I think I can bring it off.
I really do.
I suppose I’m writing to put off the inevitable, but it did occur to me that I haven’t finished the story of how I came to be here. Perhaps I should tie up that loose end in case the operation does go badly. It will only take a few minutes, and I’m sure there will be enough daylight left for the operation, for, according to my Pulsar, it’s only nine past nine in the morning.
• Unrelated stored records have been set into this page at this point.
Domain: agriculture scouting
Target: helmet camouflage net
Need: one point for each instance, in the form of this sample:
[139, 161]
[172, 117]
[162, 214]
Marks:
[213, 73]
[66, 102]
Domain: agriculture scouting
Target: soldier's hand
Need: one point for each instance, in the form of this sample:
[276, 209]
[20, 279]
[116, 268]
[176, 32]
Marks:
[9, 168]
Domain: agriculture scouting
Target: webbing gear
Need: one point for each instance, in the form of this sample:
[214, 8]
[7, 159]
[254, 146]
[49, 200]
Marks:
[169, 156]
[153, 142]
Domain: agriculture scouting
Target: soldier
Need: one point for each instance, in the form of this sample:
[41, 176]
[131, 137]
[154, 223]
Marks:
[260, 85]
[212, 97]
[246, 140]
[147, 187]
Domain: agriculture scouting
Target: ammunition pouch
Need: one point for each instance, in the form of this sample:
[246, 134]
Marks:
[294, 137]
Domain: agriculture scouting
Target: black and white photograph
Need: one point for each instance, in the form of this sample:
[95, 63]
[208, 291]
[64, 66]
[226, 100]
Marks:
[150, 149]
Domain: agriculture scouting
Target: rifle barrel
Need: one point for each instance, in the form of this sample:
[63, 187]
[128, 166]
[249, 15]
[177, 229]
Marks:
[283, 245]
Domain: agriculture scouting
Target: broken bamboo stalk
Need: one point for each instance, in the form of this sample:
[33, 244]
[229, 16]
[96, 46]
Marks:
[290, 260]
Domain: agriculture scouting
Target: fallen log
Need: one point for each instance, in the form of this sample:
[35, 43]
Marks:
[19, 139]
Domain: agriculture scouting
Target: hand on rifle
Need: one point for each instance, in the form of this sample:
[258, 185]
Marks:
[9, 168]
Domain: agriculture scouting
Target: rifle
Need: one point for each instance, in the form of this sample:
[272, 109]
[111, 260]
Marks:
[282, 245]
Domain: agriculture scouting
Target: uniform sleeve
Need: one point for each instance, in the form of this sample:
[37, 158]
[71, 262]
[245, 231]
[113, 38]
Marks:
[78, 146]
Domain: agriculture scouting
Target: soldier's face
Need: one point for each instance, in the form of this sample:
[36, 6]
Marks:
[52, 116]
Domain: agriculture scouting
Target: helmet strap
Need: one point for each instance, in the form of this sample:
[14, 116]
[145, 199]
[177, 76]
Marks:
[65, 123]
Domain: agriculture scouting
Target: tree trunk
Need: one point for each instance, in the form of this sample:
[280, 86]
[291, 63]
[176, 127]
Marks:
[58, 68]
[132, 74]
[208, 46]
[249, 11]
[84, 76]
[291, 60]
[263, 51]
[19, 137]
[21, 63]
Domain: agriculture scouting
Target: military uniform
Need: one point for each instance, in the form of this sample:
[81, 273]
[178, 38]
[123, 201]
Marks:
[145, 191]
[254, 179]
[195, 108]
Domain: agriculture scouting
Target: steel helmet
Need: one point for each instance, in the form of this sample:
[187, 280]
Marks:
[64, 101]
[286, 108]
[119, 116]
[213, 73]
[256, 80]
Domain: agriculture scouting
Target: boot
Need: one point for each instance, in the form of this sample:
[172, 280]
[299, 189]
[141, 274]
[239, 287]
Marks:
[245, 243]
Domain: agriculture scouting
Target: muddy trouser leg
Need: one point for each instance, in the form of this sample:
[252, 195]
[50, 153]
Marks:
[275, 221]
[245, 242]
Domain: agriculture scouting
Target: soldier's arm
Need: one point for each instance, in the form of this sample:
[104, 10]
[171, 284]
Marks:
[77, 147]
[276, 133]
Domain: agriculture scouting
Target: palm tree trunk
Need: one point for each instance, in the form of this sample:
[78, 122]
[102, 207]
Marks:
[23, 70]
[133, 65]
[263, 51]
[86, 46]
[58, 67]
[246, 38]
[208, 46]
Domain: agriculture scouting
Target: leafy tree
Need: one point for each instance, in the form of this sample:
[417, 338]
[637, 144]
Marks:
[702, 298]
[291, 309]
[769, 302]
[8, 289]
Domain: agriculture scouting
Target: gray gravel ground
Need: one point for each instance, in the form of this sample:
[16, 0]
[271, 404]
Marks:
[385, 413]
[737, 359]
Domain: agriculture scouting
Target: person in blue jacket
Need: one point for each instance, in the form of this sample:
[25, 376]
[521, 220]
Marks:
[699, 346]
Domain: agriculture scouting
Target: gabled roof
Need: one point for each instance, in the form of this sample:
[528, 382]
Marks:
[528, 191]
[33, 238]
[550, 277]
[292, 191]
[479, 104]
Ha!
I flew to Saigon as a tourist. Does that sound strange? It shouldn’t. There are still thousands of people who visit there every year in spite of Nixon’s war. There are people who go to see car wrecks and cockfights, too.
My Chinese friend had the merchandise. I took it to Ngo, who pronounced it very high-grade stuff. He told me that Li-Tsu had played one of his jokes four months ago and that his wife had been blown up when she turned on the ignition of her Opel. Since then there had been no more jokes.
I stayed in Saigon for three weeks; I had booked passage back to San Francisco on a cruise ship, the Callas. First cabin. Getting on board with the merchandise was no trouble; for a fee Ngo arranged for two customs officials to simply wave me on after running through my suitcases. The merchandise was in an airline flight bag, which they never even looked at.
“Getting through U.S. customs will be much more difficult,” Ngo told me. “That, however, is your problem.”
I had no intention of taking the merchandise through U.S. customs. Ronnie Hanelli had arranged for a skin diver who would do a certain rather tricky job for $3,000. I was to meet him (two days ago, now that I think of it) in a San Francisco flophouse called the St. Regis Hotel. The plan was to put the merchandise in a waterproof can. Attached to the top was a timer and a packet of red dye. Just before we docked, the canister was to be thrown overboard-but not by me, of course.
I was still looking for a cook or a steward who could use a little extra cash and who was smart enough—or stupid enough-to keep his mouth closed afterward, when the Callas sank.
I don’t know how or why. It was storming, but the ship seemed to be handling that well enough. Around eight o’clock on the evening of the 23rd, there was an explosion somewhere belowdecks. I was in the lounge at the time, and the Callas began to list almost immediately. To the left . . . do they call that “port” or “starboard”?
People were screaming and running in every direction. Bottles were falling off the backbar and shattering on the floor. A man staggered up from one of the lower levels, his shirt burned off, his skin barbecued. The loudspeaker started telling people to go to the lifeboat stations they had been assigned during the drill at the beginning of the cruise. The passengers went right on running hither and yon. Very few of them had bothered to show up during the lifeboat drill. I not only showed up, I came early—I wanted to be in the front row, you see, so I would have an unobstructed view of everything. I always pay close attention when the matter concerns my own skin.